Parenting My Teenage Self

Image source: Lifehack

“Teenagers are difficult.”

Are they really difficult?

Are they difficult because they are different? Or are they difficult because they themselves are clueless? In a world where they constantly are overwhelmed with the pressure of being and switching between a child and an adult from time to time, are they really difficult?

teenagers
Image source: Your Teen Magazine

Teenagers are clueless. They often find themselves lost in the sea of what-ifs, trying to figure out who they are. Learning, and more importantly, unlearning. Teenagers are a plethora of things, but only being difficult is something that they are not. Ask yourself this, are teenagers really just difficult? Or are they difficult because you don’t understand them?

I am a teenager. I am eighteen. And sometimes, I wish I could parent her. My thirteen, fourteen, fifteen, sixteen, and seventeen-year-old self. Because even she, just like so many of us teenagers, was struck off by being called, ‘difficult.’ I’d take her in my arms, and whisper,

“This is new, it’ll be okay.”

My thirteen-year-old self was scared. Having newly moved into this phase of life, teenage, she was nervous. She was confused by the line that divides a child and an adult. The line that everyone expected her to know. To understand. And to abide by. She was expected to know when to shush down, be a child and when to use her voice, be an adult. No teaching whatsoever. To her, I want to say, “This is new, it’ll be okay.”

“They don’t have it all as well.”

My fourteen-year-old was constantly overwhelmed. Social media was a part of her life, a major one, I’ll admit. It also birthed feelings of not being enough, of being clueless, into her. Looking at people flaunting their lives, their friends, themselves, she felt left out. In the process of becoming someone, she lost track of who she was. Constantly comparing herself to the masquerade effect people put up online.

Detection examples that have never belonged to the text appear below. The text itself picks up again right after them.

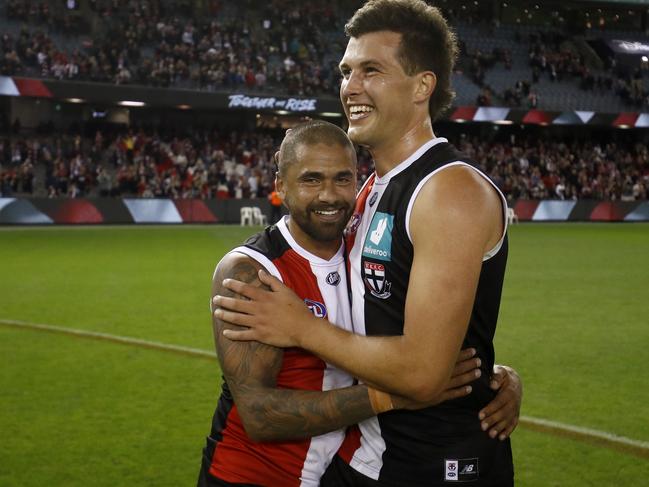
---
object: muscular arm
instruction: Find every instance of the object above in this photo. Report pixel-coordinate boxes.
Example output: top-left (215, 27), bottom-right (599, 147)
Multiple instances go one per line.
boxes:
top-left (212, 254), bottom-right (374, 441)
top-left (218, 167), bottom-right (503, 401)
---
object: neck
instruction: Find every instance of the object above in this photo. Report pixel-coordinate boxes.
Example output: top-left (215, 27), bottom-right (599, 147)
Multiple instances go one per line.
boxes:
top-left (287, 217), bottom-right (342, 260)
top-left (369, 118), bottom-right (435, 177)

I want her to know very well that no one is perfect. It is all a facade people put up to feel better about themselves. Because isn’t that all we all want to do? Feel better about ourselves? To her, I wish I could say, “They don’t have it all as well.”

Teenage life
Image source: Verywell Family

“It’s okay to let go.”

My fifteen-year-old self found herself in a whole new environment, plus two and all. The whole idea of being away from her friends, people she used to know, to be around people she barely knew felt a little unsettling to her. It would be right to say that distance caused a rift.

She constantly found herself trying so hard to keep up with people she used to know. The idea of losing them seemed devastating to her, at the same time, it was a lot of effort to keep up. I wish I could tell her that it is okay to let go when it stops making sense to you. Holding on is as important as letting go. And sometimes, letting go is even more important.

“You don’t need to have it all figured out.”

My sixteen-year-old self was torn between choosing a major, a college, a future. Watching everyone seem so sure of what they wanted, what they wanted to be done honestly make her envious and anxious. She wanted to have it all figured out, have it all mapped out for her. Point A to Point B to Point C. A perfect plan. But life doesn’t work out that way.

Life doesn’t follow alphabetical order, there is no fixed point A, B, or C. Sometimes, you go from Point A to Point D, you don’t even know when you do it, but you do. I guess that is the thing, that is the fun of it. I want to tell her to shhh because it is okay. I want to tell her to not be hard on herself, I want to tell her, “You don’t need to have it all figured out.”

Teenage questions
Image source: iStock

“You are doing great.”

My seventeen-year-old self could use a bit of pat-pat on her back. Finding a sense of identity, figuring out a little about herself, learning who she is, unlearning who she isn’t, was a major part of being seventeen. Becoming a person, unbecoming a person was something she was learning to do. She knew this was the start of building a person, a person with values, principles, and stories. To my seventeen-year-old self, I want to praise, I want to admire, I want to adore. I want to tell her that she is doing great. 

“You are enough.”

Now, at eighteen, I want to tell myself that I am enough. And this is enough.